Young worms chew their way into the fruit, usually entering through the calyx cup and boring to the center, announcing their presence with dark masses of frass. Infested fruit drops prematurely. Control. DDT has given excellent control of codling moths even though it has increased mites. Lead arsenate is still recommended in some spray schedules, used at petal fall and in about 4 cover sprays, then switching to DDT for second brood codling moth sprays in late July and August.

Fig. 40

EUROPEAN PINE SHOOT MOTH (Rhyacionia buoliand).

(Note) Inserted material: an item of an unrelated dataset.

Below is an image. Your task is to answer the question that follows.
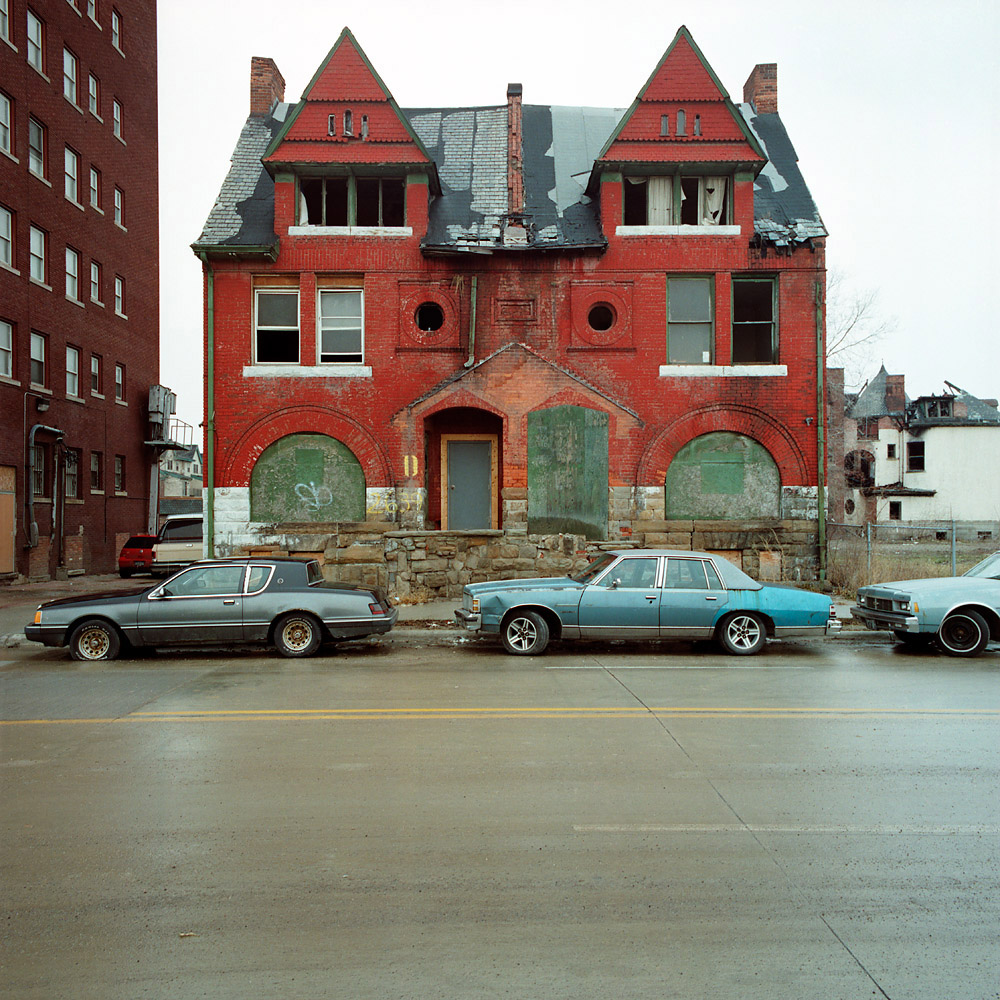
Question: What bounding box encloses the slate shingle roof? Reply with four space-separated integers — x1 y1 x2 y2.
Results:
193 104 826 251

Small ornamental pines, Scotch and mugho, and red pine in many sections, are disfigured by a small brown caterpillar with a black head. Hibernating as a partly grown larva in pine buds, in spring it bores into an uninfested bud or growing shoot. This becomes crooked, straw-colored and usually has a mass of pitch at the entrance point. Moths emerge from infested tips in June, continuing into July. They are small, 3/4 inch across, with reddish-orange forewings marked with silver cross lines. They lay eggs near twig tips, and in 10 days the caterpillars bore into needle bases and at the end of summer into buds for the winter.

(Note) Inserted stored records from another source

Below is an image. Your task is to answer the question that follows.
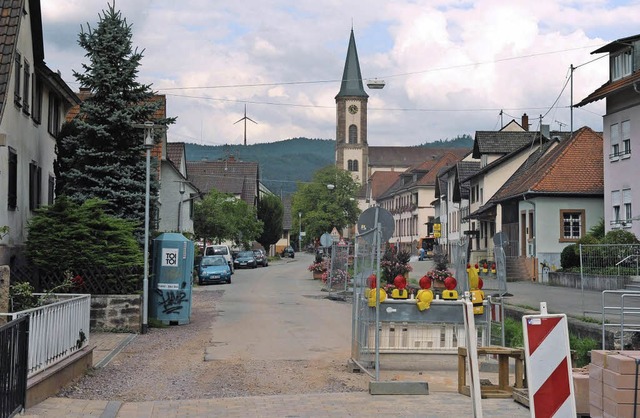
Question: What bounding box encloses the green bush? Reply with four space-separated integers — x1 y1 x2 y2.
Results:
27 196 144 271
602 229 640 244
560 244 580 270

Control. On small pines it is quite easy to reduce infestation by breaking of! dead crooked tips into a paper bag before moths lay eggs, always making sure you have the little caterpillar or pupa in the part broken off. Parathion has been used effectively in spraying plantations of red pines in July, and DDT is fairly good.

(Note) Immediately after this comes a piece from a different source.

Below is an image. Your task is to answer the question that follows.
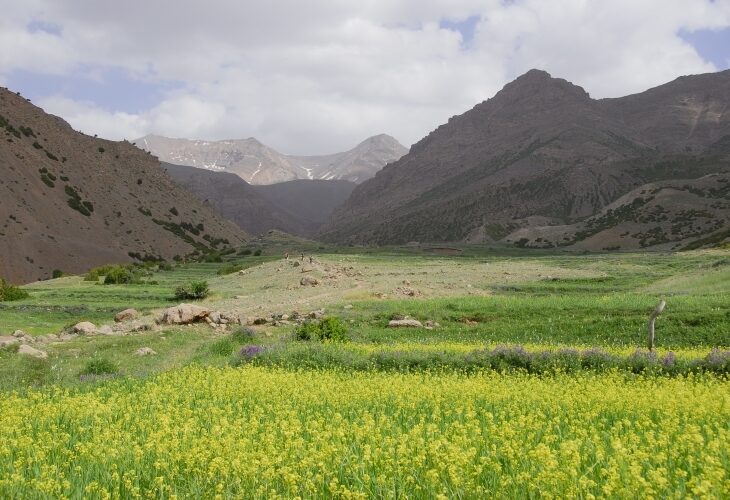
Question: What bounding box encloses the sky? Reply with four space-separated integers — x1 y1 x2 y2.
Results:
0 0 730 154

GRAPE BERRY MOTH (Polychrosis viteand).
Wherever grapes are grown but more often in the Northeast, berries are webbed together, turn dark purple, and drop when half grown. Or perhaps a small hole is eaten in the side of a nearly ripe fruit. Winter is passed in cocoons inside fallen grape leaves, with gray moths appearing at blooming time. They lay eggs on stems, flower clusters, and berries. The larvae are green, with brown heads, 1/2 inch long or less and they web together and destroy the berries as they feed, then pupate inside a folded flap on a leaf. There are normally 2 generations a season.